ねむたいむ

演劇・朗読 ゆるやかで懐かしい時間 

槐多くん・その2

2012-10-27 | Weblog
どこにいても村山槐多に関する本を一冊手元において、見つめたり読み返したりしている。
出掛ける時はバッグの中に、台所にいる時は流し台の横のブックスタンドに、テレビを見るときは膝の上に、お風呂に入るときも、寝るときも一緒。
画集、詩集、書簡、日記、様々な人の手になる槐多論がある。
草野心平、荒波力、山本太郎、窪島誠一郎たちの槐多論を読んだ。
ネットを検索しても、槐多の生き様に感銘を受けた人たちが、「私の槐多」を書いている。それぞれに独自な思い入れがあり、読んでいて心に迫ってくる。

槐多は、自分勝手に生きた男だ。世の中のことも、人類の平和も、どうでもよかった。
人を導いてやろうという気も、人に何かを教えてやろうという気もない。ただ、自分の精神世界、好きなもの美しいもの力強いものを表現することだけしか頭になかった。
短い命を予知していたかのように一瞬の間も惜しみ全力で駆け抜けていった槐多の、そういうまじりけのない情熱とまっすぐな生き様そのものが、人を感動させるのだと思う。

信州・上田の信濃デッサン館館主である窪島誠一郎は「もし、あの頃、槐多に出会わなかったら」と、書いている。「濁流のような時代の流れのなかで、見失っていた自分をとりもどすことができなかったのではないか。自分が一体何を求めているのか、それさえわからなかったのではないか」。
窪島は槐多の絵を飾りたくて、信濃デッサン館を作ったと言われている。

残念なことに私は若い混沌とした時代に槐多に出会えなかった。

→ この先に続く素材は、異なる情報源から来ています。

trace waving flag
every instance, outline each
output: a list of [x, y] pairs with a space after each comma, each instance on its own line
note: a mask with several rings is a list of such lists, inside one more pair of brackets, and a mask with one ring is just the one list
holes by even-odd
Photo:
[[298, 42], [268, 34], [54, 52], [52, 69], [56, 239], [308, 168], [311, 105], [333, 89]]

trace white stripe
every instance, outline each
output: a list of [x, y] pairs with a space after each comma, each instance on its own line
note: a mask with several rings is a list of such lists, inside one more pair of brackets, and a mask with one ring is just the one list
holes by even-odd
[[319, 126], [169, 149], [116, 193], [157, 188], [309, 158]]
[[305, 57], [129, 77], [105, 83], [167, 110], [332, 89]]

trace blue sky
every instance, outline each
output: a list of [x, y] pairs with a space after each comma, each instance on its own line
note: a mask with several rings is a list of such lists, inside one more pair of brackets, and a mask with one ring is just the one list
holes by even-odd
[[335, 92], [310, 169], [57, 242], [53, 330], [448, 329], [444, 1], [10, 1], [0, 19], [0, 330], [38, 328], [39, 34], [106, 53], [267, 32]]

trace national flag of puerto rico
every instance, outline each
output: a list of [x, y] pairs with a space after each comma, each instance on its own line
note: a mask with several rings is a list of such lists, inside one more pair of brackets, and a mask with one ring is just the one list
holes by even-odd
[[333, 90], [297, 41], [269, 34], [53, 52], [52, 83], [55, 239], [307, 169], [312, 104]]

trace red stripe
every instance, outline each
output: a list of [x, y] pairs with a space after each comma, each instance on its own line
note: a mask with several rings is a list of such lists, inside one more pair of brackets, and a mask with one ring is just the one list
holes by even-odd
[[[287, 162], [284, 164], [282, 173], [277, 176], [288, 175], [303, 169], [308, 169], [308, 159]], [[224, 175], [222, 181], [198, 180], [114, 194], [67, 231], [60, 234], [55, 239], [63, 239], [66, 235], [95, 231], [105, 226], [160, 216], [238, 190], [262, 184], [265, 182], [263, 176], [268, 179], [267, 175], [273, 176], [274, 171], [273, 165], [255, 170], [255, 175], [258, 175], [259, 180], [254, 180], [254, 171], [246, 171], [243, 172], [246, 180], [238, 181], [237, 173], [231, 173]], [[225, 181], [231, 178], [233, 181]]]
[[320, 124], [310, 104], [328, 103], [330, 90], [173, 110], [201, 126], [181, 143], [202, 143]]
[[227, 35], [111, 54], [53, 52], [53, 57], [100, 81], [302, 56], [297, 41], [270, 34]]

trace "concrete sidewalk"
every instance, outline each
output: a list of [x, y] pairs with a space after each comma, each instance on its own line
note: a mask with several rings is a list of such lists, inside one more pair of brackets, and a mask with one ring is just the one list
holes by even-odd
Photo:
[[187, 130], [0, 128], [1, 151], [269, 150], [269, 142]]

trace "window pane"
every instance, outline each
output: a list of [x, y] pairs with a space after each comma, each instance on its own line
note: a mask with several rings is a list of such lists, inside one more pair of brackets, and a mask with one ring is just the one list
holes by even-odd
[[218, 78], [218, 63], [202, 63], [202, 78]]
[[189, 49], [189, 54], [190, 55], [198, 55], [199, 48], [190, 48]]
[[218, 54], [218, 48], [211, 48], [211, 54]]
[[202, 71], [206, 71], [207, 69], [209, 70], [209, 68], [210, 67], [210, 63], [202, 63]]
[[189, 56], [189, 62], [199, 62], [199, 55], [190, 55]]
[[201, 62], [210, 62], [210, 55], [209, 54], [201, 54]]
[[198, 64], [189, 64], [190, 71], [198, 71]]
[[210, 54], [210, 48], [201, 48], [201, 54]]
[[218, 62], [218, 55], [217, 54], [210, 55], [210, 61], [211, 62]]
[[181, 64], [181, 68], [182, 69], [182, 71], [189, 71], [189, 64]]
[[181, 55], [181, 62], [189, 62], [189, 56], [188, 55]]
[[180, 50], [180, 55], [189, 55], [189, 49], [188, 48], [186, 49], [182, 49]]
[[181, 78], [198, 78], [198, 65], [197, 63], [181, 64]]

でも、その炎のような作品や生き様は、今の私にだって、強く訴えてくるものがあるのだ。

槐多が創作欲に芽生えてからその命が燃え尽きるまでの時間は、たった10年ほどだった。
あと10年、私にも何かを作り出す時間が残されているのだろうか?
それはわからないけど、その時間を無駄にしたくはないなと、思う。


亡くなる直前に、槐多が残した謎のような3つの言葉。
「白いコスモス」「宇宙船」「ものうい光」。
窪島は、それを槐多が好きだった信州の風景だという。
千曲川の川べりに咲いていた白いコスモス、宇宙船のように空にうかぶ雲、その雲の間から漏れてくる淡い陽光。
それはとても明るい光景のようだ。そんな景色をみながら亡くなっていったなら、少なくとも死ぬ瞬間、槐多は幸せだったのでは、と、せんべい布団の間で死んでいった貧乏な若者を、なんともせつなく思ったりするのだ。